Obviamente, estas nuevas tecnologías pueden ser usadas para potenciar viejas prácticas políticas. Los partidos políticos tradicionales, por ejemplo, han multiplicado sus capacidades organizativas gracias a estas formas de comunicación. En cierta forma, esto fue lo que pasó en los aeropuertos de Tailandia. Pero otra dimensión del fenómeno es que está facilitando la aparición de nuevos actores políticos que se rigen por códigos y reglas distintos de los de los partidos tradicionales. Son organizaciones menos estructuradas y verticales, donde las jerarquías no son rígidas y la autoridad está más descentralizada.

En Colombia, las marchas contra las FARC fueron convocadas con gran éxito en varias ciudades a través de Facebook. En México, una multitud sin precedentes marchó contra la escalada de la violencia criminal que azota ese país. En ambos casos, los organizadores no eran políticos tradicionales ni usaron los métodos usuales de convocatoria. Fueron ciudadanos comunes cuya influencia política se ve potenciada por la capacidad de crear y movilizar una turba inteligente a través de nuevas tecnologías.
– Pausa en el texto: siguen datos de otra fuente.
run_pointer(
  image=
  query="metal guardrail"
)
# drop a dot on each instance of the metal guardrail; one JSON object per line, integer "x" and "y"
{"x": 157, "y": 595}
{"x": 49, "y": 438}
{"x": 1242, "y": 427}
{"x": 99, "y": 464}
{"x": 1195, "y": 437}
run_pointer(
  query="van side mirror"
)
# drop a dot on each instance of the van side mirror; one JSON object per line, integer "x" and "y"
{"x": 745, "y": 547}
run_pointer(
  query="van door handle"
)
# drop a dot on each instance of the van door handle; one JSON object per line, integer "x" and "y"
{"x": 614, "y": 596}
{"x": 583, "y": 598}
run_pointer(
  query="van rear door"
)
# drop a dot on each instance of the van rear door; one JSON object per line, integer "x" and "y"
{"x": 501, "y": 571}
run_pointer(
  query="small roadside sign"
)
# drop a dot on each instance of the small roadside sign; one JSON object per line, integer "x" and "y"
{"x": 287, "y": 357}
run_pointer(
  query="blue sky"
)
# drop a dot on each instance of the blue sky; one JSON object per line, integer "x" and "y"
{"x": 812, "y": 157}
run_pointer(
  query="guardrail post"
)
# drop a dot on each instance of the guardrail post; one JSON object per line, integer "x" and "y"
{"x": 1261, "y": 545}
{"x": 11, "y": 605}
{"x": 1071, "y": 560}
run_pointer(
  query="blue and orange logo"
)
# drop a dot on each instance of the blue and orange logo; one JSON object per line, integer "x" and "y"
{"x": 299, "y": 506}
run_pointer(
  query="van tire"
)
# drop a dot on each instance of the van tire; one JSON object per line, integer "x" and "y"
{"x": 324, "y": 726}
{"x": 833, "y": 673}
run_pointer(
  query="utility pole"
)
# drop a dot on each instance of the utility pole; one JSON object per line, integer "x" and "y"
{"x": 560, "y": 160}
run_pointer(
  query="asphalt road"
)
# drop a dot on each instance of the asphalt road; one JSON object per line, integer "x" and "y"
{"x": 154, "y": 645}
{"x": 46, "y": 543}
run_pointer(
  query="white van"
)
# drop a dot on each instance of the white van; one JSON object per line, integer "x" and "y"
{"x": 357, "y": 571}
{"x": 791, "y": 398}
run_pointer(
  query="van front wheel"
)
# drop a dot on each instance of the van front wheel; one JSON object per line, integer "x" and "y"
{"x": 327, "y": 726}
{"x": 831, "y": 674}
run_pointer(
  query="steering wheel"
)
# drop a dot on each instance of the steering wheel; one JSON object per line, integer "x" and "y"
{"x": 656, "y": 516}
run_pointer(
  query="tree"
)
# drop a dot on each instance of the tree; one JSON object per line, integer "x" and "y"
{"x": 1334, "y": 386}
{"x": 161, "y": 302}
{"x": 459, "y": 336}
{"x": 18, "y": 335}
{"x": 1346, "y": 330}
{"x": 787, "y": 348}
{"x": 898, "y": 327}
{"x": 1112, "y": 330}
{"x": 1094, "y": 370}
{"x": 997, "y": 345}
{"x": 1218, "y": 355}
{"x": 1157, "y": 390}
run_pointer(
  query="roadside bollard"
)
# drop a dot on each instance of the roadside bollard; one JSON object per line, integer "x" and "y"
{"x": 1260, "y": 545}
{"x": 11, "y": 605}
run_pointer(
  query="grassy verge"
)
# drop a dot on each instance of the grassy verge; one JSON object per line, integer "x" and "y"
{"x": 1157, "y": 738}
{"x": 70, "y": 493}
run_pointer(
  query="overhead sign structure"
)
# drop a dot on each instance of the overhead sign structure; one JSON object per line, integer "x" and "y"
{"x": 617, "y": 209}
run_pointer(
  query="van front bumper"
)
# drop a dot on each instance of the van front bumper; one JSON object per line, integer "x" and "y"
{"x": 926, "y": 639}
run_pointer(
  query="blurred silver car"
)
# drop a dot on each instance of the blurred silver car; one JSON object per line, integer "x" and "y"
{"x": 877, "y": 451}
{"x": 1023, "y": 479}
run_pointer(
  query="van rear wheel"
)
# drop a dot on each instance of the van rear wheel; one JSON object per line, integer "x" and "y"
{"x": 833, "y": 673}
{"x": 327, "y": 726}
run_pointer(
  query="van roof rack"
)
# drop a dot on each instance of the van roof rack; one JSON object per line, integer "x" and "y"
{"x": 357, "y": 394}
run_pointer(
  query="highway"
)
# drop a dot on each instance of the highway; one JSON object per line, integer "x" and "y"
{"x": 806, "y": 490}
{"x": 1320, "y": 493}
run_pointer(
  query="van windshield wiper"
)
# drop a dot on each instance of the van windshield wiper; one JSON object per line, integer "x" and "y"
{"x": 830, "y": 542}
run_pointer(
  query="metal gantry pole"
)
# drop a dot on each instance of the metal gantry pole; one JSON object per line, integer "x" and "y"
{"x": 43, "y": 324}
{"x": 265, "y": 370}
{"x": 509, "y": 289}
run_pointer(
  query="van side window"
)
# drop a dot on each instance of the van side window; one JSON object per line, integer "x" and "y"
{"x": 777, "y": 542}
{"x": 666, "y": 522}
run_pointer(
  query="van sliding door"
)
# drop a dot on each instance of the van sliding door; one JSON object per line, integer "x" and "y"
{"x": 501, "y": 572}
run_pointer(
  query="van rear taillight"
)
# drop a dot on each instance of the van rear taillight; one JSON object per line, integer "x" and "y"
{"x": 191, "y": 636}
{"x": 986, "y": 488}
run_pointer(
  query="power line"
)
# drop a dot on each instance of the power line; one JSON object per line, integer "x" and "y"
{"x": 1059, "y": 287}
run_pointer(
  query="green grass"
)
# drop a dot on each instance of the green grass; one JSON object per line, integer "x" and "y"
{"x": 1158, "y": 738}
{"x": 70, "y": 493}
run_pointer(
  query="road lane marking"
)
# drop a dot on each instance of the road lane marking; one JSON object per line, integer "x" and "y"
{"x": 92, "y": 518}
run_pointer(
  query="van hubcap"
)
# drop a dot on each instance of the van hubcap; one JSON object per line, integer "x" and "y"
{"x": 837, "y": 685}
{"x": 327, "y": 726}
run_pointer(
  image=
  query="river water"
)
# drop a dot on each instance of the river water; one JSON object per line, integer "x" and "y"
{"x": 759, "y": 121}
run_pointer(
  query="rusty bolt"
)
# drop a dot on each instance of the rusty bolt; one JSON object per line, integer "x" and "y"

Según el diccionario, turba es "una muchedumbre de gente confusa y desordenada". Evidentemente, las nuevas tecnologías hacen posible que las turbas ya no sean ni confusas ni desordenadas. Actúan con organización y propósito. Howard Rheingold, el padre de esta idea, enfatiza que una turba, por más inteligente que sea, no es ni buena ni mala, y que todo depende de sus fines.

La esperanza es que las mismas tecnologías que permiten el ascenso de las turbas inteligentes produzcan los anticuerpos que nos ayuden a mitigar la influencia de aquellas que usan sus capacidades para subvertir la democracia. Como sabemos, no todo bloqueo de carreteras o aeropuertos tiene fines nobles.

En cualquier caso, la realidad es que las turbas inteligentes han llegado para quedarse.